The answer to the skilled-worker shortage certainly isn’t to try and convince retiring workers to stay, but it doesn’t hurt to check in with them as the emerging date looms. You might find opportunity within the challenge.

Some companies have found that flexible schedules are popular with workers who want to gradually phase towards retirement and cut back as they go – which could actually inspire certain folks to want to stay on longer, and then allows the company to maintain valuable knowledge and experience. Other companies have discovered that keeping in touch with retired employees has proven productive, and even strategic. Continuing a relationship with a valuable worker once they’re gone allows new workers to create a social bond of sorts, and even allows the company to invite the person back in for a special project or training session.

Tailored benefits

Another consideration raised by Kiplinger points to a strategy that could help companies retain workers in the 55 and up crowd: tailored benefits. Most folks entering the final phase of their careers are very interested in quality medical plans – especially between 55 and 64 (not yet old enough for Medicare). According to Kiplinger: Generous retirement plan matching also appeals strongly to those near retirement. Such perks can both keep existing workers and attract top-notch older applicants.
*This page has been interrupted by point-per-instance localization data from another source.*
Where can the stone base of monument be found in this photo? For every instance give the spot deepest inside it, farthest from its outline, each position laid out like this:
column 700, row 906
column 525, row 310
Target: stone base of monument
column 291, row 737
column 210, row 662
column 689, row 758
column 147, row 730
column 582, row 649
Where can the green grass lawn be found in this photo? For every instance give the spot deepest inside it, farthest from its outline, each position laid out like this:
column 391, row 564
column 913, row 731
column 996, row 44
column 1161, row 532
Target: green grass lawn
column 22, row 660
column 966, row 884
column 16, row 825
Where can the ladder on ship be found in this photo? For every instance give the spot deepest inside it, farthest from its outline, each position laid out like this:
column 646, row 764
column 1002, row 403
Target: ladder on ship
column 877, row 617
Ultimately, workers value benefits differently based on their life situations. Perks that might have been important in the past suddenly aren’t as important (as workers age), so give employees a menu of benefits and the option of choosing the benefit that’s most appealing.

Re-training older workers has also gained some traction – placing interested employees into jobs that perhaps aren’t as physically demanding, or are even more enjoyable. Use training and education to increase engagement, and don’t let false stereotypes hold you back from spending on employee training and education for older workers. Two popular, but false, stereotypes: Older people are resistant to learning, and it’s a waste of resources to train people who are about to retire. In reality, people who are 50 and older are more likely to stay in a job longer than people between 25 and 35. With that in mind, make sure the job fits the individual’s capabilities. Where ergonomic accommodations can be made, do it. Consider accommodations to the employee’s workstation if/when possible.

And employee training doesn’t always have to be done in-house. Many community colleges offer classes aimed at older workers. Nearly a dozen states offer lifelong learning accounts to help fund worker education.

Moreover, mentoring programs, in addition to providing young workers with valuable knowledge and experience, tend to give workers near the end of their careers extra motivation to stay on in productive roles.

Remember, while you might implement these ideas with older workers in mind, the changes will appeal to employees of all ages. It doesn’t matter why or at what age a worker wants training, scheduling flexibility or accommodation. What matters is that by offering them, you’ll retain and engage the employees you have and attract top talent in the process.